The other day, I was taking a look at some of our traffic statistics. One of the challenges that I have is determining what our catch rate is. We know how much traffic we see (more or less), we know how much we catch with blocklists and we know how much mail we filter as spam. We also know how much mail we deliver to the end user. What we don't know is how much of that mail we deliver to the end user is spam.
In order to do so, we'd either need to have every customer submit their spam to us (which will never happen) or we'd have to randomly sample and manually grade the mail that makes it to the end-user and extrapolate that to the rest of the network (which is also equally unlikely to happen).
I decided to do a worst case scenario. I can see that the traffic on weekends always dips, and the amount of mail we deliver always drops by about 2/3. For example, if we delivered 30 million messages during the week, on the weekends we deliver 10 million. These numbers are fairly consistent regardless of our inbound traffic.
I made an approximation that the amount of spam we deliver to users is about the same on weekends as it is during the week, and that that all mail we deliver on weekends is spam. In other words, 2/3 of the mail we deliver is non-spam, 1/3 is spam. This is difficult to believe, but it is also a worst-case scenario. Using these numbers, I calculated that our spam filtering is over 99% effective.
If I didn't know better, I'd be tempted to say "Wow, that's pretty good." Unfortunately, being a spam analyst, all I ever hear is how much our service "sucks" (why did this mail come through, we're getting spoofed, why do I submit this spam over and over again and not see any improvements even though in reality I only submitted it twice and the message headers were missing and the body contents were garbled, etc). In other words, even though we block 99% of spam, we still get plenty of complaints from end users and are reminded all the time that we have to improve our service.
I guess I should rephrase that, I hear plenty of complaints that get filtered up to me, but that's natural because nobody ever calls to compliment the service, they only call to complain. That comes with the territory. The point is that even hitting 99% spam effectiveness isn't enough because of the sheer volume of spam being sent; it's entirely dependent on end-user perception. If a user receives 10,000 spam messages and we block 99%, they still see 100 spam messages. That means there's some work to do.
On the other hand, I'm pretty proud of our false positive rate.

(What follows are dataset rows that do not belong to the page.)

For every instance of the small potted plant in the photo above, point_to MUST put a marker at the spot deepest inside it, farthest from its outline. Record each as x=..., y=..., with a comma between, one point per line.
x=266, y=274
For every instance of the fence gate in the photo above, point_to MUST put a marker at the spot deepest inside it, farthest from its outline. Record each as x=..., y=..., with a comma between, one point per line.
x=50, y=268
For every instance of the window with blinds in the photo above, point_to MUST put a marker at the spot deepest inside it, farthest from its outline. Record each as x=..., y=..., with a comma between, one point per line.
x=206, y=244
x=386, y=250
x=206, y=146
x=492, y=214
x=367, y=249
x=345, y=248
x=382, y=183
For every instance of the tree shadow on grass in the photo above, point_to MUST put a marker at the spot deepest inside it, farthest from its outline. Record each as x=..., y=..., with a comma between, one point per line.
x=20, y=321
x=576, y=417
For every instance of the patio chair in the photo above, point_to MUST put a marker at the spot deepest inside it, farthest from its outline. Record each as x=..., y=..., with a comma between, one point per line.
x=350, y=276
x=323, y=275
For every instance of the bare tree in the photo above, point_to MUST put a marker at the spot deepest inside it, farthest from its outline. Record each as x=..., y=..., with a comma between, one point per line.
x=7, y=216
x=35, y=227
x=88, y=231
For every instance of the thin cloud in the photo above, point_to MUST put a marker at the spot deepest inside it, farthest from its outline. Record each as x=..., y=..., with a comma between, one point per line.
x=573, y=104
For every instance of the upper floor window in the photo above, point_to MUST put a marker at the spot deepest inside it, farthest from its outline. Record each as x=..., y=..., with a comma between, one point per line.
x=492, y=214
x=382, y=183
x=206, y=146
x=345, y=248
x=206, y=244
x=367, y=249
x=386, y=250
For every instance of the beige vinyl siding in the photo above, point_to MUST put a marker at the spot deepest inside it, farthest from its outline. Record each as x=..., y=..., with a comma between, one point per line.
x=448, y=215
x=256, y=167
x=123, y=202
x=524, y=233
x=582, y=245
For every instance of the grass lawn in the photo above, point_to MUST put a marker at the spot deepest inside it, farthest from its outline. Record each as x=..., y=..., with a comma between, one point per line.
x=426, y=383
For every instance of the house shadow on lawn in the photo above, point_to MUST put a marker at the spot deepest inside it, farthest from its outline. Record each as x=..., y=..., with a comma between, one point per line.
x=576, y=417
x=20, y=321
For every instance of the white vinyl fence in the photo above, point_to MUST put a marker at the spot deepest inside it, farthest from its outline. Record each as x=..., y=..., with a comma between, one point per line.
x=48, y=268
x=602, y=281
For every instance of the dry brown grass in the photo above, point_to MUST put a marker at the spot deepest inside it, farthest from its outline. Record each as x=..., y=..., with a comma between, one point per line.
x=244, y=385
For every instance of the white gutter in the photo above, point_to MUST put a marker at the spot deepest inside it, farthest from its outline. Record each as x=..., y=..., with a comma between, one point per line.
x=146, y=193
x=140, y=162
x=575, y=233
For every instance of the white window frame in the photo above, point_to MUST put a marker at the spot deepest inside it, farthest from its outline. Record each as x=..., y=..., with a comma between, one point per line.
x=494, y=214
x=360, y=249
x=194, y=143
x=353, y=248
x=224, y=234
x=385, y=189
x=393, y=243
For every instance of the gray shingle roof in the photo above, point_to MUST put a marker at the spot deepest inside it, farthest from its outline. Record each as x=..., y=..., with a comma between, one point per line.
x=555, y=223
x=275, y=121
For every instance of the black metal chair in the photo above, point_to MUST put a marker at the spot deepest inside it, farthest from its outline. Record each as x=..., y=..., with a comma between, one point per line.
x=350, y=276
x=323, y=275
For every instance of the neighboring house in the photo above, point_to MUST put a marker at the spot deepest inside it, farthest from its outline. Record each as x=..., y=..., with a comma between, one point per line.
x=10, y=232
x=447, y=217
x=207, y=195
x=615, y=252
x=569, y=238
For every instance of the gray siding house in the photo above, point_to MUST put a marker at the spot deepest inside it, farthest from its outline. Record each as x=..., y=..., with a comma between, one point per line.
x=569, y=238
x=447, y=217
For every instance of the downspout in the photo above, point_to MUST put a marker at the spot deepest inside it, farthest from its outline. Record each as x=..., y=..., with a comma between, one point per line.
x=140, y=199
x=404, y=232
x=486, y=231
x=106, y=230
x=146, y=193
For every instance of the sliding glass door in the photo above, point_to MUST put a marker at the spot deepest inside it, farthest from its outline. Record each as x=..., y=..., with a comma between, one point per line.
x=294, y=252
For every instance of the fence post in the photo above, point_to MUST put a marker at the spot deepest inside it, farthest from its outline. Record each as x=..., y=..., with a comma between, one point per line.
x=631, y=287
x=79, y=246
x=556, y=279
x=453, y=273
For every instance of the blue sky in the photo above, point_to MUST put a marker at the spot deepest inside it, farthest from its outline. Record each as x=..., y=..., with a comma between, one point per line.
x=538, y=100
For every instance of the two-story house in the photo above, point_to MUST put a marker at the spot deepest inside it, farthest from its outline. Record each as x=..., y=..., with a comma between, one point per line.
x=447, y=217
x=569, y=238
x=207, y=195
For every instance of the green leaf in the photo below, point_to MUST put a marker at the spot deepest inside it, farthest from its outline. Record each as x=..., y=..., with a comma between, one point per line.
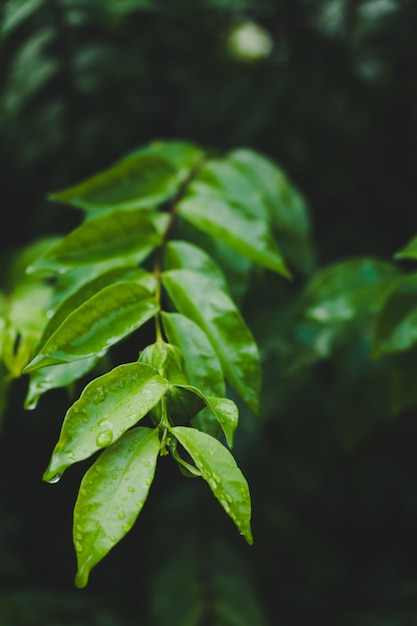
x=89, y=289
x=220, y=471
x=396, y=327
x=142, y=179
x=224, y=410
x=112, y=494
x=345, y=290
x=121, y=235
x=99, y=323
x=234, y=224
x=184, y=255
x=107, y=407
x=202, y=365
x=409, y=252
x=199, y=297
x=63, y=375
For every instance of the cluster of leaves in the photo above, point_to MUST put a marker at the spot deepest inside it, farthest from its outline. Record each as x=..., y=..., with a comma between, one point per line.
x=128, y=263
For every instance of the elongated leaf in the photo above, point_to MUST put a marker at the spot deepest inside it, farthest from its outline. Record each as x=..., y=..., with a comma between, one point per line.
x=142, y=179
x=234, y=224
x=409, y=252
x=63, y=375
x=349, y=289
x=120, y=235
x=396, y=327
x=220, y=471
x=202, y=364
x=199, y=298
x=112, y=494
x=184, y=255
x=99, y=323
x=88, y=290
x=107, y=407
x=225, y=411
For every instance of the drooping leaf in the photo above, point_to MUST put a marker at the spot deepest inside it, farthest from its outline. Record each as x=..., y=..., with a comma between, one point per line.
x=112, y=494
x=202, y=364
x=184, y=255
x=108, y=406
x=198, y=297
x=409, y=251
x=142, y=179
x=234, y=224
x=345, y=290
x=89, y=289
x=396, y=326
x=224, y=410
x=62, y=375
x=220, y=471
x=106, y=318
x=120, y=235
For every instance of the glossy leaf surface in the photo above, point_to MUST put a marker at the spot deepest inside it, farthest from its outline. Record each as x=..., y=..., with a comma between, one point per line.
x=143, y=179
x=199, y=298
x=96, y=325
x=396, y=327
x=220, y=471
x=112, y=494
x=107, y=407
x=119, y=235
x=234, y=224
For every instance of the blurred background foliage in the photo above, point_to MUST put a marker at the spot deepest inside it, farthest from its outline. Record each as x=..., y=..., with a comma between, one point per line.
x=327, y=89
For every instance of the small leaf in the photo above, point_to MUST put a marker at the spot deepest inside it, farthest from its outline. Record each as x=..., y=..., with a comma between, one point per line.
x=62, y=375
x=142, y=179
x=220, y=471
x=89, y=289
x=108, y=406
x=234, y=224
x=184, y=255
x=409, y=252
x=121, y=235
x=199, y=297
x=99, y=323
x=202, y=365
x=396, y=327
x=225, y=411
x=112, y=494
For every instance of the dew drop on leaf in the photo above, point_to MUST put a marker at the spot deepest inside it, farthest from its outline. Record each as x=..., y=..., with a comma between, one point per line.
x=104, y=438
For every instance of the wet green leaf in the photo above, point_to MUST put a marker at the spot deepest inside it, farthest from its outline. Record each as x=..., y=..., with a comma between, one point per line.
x=112, y=494
x=234, y=224
x=142, y=179
x=199, y=297
x=224, y=410
x=220, y=471
x=107, y=407
x=120, y=235
x=106, y=318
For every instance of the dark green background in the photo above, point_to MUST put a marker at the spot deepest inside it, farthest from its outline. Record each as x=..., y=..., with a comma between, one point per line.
x=334, y=104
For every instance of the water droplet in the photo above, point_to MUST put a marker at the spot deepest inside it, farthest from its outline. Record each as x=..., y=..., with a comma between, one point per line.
x=55, y=478
x=104, y=438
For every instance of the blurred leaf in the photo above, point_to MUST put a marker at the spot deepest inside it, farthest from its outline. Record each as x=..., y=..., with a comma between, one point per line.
x=102, y=321
x=219, y=470
x=221, y=321
x=107, y=407
x=112, y=494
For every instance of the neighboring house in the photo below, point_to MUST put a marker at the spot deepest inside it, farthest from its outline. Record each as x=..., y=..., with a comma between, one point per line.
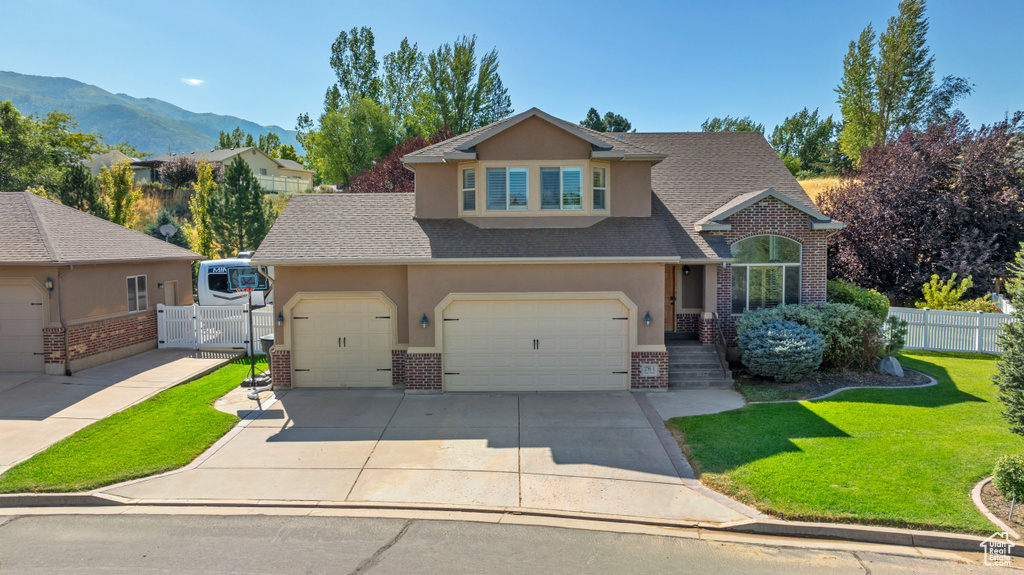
x=77, y=291
x=537, y=255
x=274, y=174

PingBack from http://msdnrss.thecoderblogs.com/2007/09/28/when-99-isnt-good-enough/
It could be even worse than you think.
If 90% of your incoming email is spam, and you block 99% of that, then one in twelve emails reaching your end users will be spam. For several users the numbers of incoming spam will exceed their incoming ham. That's why, even though we're doing a sterling job, the end-users' experience may be far worse than we expect.

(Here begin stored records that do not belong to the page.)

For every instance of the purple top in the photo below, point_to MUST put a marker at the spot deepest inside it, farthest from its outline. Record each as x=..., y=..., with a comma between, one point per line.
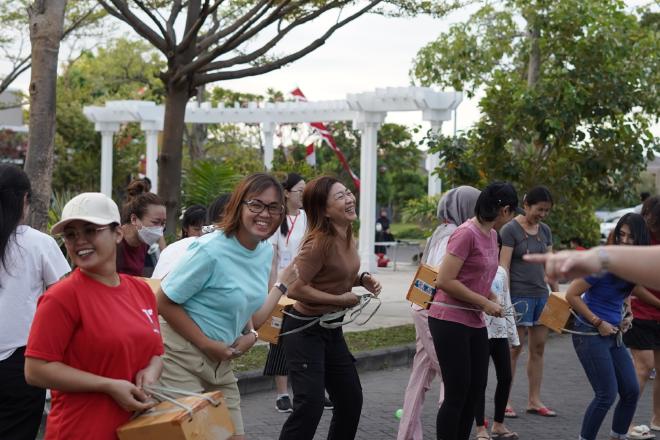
x=479, y=254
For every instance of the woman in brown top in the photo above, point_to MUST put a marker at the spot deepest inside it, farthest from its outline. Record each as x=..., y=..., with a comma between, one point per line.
x=317, y=357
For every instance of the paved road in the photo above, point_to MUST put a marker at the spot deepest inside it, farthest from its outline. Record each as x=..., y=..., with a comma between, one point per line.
x=565, y=389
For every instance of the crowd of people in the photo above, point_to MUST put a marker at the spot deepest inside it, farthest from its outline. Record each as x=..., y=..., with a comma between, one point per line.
x=99, y=338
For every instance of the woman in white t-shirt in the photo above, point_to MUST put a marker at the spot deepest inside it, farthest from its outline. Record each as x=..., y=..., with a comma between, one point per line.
x=286, y=243
x=30, y=261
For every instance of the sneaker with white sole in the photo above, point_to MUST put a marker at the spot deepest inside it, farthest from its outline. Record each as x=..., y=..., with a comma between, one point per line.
x=283, y=404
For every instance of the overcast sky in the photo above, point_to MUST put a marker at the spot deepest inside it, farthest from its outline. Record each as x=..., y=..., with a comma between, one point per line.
x=371, y=52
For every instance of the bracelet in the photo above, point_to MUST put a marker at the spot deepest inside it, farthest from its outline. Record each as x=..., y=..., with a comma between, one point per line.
x=604, y=260
x=362, y=277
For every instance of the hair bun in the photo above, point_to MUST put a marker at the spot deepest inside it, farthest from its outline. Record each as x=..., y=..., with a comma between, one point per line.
x=136, y=188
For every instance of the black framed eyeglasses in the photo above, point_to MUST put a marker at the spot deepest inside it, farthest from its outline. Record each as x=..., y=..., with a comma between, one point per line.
x=88, y=232
x=257, y=207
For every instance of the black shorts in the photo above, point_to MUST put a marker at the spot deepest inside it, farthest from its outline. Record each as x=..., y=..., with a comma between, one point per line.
x=644, y=335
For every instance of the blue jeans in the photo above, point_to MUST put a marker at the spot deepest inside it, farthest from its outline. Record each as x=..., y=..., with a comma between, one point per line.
x=610, y=370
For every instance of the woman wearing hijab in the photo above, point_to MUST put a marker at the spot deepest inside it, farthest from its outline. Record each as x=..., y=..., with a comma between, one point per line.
x=454, y=208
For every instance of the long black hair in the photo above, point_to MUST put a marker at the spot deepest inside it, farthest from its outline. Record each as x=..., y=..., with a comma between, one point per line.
x=495, y=196
x=638, y=229
x=14, y=185
x=292, y=180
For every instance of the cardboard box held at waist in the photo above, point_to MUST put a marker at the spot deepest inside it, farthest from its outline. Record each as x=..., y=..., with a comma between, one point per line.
x=270, y=330
x=422, y=289
x=167, y=421
x=556, y=314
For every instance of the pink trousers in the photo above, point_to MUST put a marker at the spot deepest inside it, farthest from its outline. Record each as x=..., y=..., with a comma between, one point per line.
x=425, y=368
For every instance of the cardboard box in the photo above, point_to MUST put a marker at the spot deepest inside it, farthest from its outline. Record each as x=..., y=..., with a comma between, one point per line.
x=556, y=314
x=168, y=421
x=422, y=288
x=270, y=330
x=153, y=283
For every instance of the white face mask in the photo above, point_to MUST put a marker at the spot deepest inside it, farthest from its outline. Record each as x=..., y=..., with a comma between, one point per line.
x=151, y=234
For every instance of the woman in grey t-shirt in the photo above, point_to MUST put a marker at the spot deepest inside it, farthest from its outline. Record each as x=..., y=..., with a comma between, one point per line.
x=527, y=234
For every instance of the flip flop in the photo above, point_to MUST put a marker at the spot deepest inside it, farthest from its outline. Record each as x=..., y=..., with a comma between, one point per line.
x=640, y=432
x=543, y=412
x=504, y=435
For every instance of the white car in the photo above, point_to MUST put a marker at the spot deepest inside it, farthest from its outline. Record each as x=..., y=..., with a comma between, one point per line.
x=610, y=221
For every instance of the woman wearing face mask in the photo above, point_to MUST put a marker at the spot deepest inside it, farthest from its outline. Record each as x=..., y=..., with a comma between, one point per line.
x=318, y=358
x=527, y=234
x=143, y=224
x=286, y=243
x=454, y=208
x=95, y=340
x=456, y=318
x=30, y=261
x=214, y=298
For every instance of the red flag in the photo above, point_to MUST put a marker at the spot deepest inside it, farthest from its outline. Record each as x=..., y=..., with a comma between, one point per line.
x=326, y=136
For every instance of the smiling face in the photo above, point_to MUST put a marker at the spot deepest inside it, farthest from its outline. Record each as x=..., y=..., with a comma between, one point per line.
x=537, y=212
x=340, y=206
x=255, y=227
x=294, y=196
x=92, y=247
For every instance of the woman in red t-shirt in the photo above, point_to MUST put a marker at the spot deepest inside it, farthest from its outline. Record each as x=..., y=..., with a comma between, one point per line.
x=643, y=338
x=143, y=224
x=95, y=339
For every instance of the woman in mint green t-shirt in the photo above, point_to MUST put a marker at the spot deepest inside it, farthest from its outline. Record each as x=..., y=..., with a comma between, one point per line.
x=215, y=297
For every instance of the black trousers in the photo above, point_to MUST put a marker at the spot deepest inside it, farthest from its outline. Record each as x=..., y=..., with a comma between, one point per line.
x=499, y=352
x=463, y=357
x=21, y=405
x=318, y=359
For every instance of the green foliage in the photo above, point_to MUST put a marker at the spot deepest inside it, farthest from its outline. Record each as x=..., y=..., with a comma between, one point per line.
x=206, y=180
x=122, y=70
x=581, y=126
x=400, y=173
x=408, y=231
x=422, y=212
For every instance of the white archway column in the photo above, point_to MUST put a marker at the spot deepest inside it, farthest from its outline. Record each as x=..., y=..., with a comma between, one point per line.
x=268, y=130
x=108, y=130
x=368, y=123
x=151, y=131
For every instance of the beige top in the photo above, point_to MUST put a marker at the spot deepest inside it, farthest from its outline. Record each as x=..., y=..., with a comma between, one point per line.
x=332, y=271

Exactly, Phil. You've phrased it in a way that I was unable to capture in my post.
I think you guys kick ass, actually. I'd much rather use EHS and receive an occasional piece of spam (which I always send off with the EHS Outlook plug-in) then go back to the mess that I had before.
Since Yahoo puts most incoming spams in my spam box instead of deleting them entirely, I get to do two comparisons. One is the number of spams in my spam box vs. the number of spams in my inbox, and one is the number of legitimate messages in my spam box vs. the number of legitimate messages in my inbox.
So I think I can estimate pretty accurately that Yahoo catches about 90% of incoming spams with 10% false negatives.
And I think I can estimate pretty accurately that Yahoo passes about 97% of incoming legitimate messages with 3% false positives.
The latest false positive was informative. Yahoo judged an incoming legitimate message to be spam, not because of its contents, and not because of the IP address of the originating sender, but because of the IP address of the sending mail server. And the sending mail server was ... ready for this?
I guess Yahoo discovered that Yahoo sends enough spams, they judged themselves. But this particular message wasn't spam.
Sorry I forgot to mention a way that you can improve your estimates. If you have a web mail service like Yahoo, then you can add buttons for users to report misfiled messages before they take downloads to their real inboxes.
ya NORMAN I really agree with ....
The problem is that without filters that are individually tuned to each user you are going to really struggle to get past your current filtering rates.
Its always difficult to see the picture from the customers side... as Phil says, some of your customers may be receiving more spam than ham which is very bad for the customer - even though your stats may show 99% which look pretty good on paper!
Interesting blog though (Just discovered it and bookmarked).
The worlds only guaranteed spam blocker
MS's Frontbridge.com and 88.blacklist.zap should provide valid information on why a domain is black listed!!! It blocks routinely one of our user's email and we have zero tolerance of spammers. It doesn't even provide a delisting method that actually works. Why reinvent the wheel? Shouldn't blacklisting be left to one of the already credible (and reliable) services available like spamhaus.net?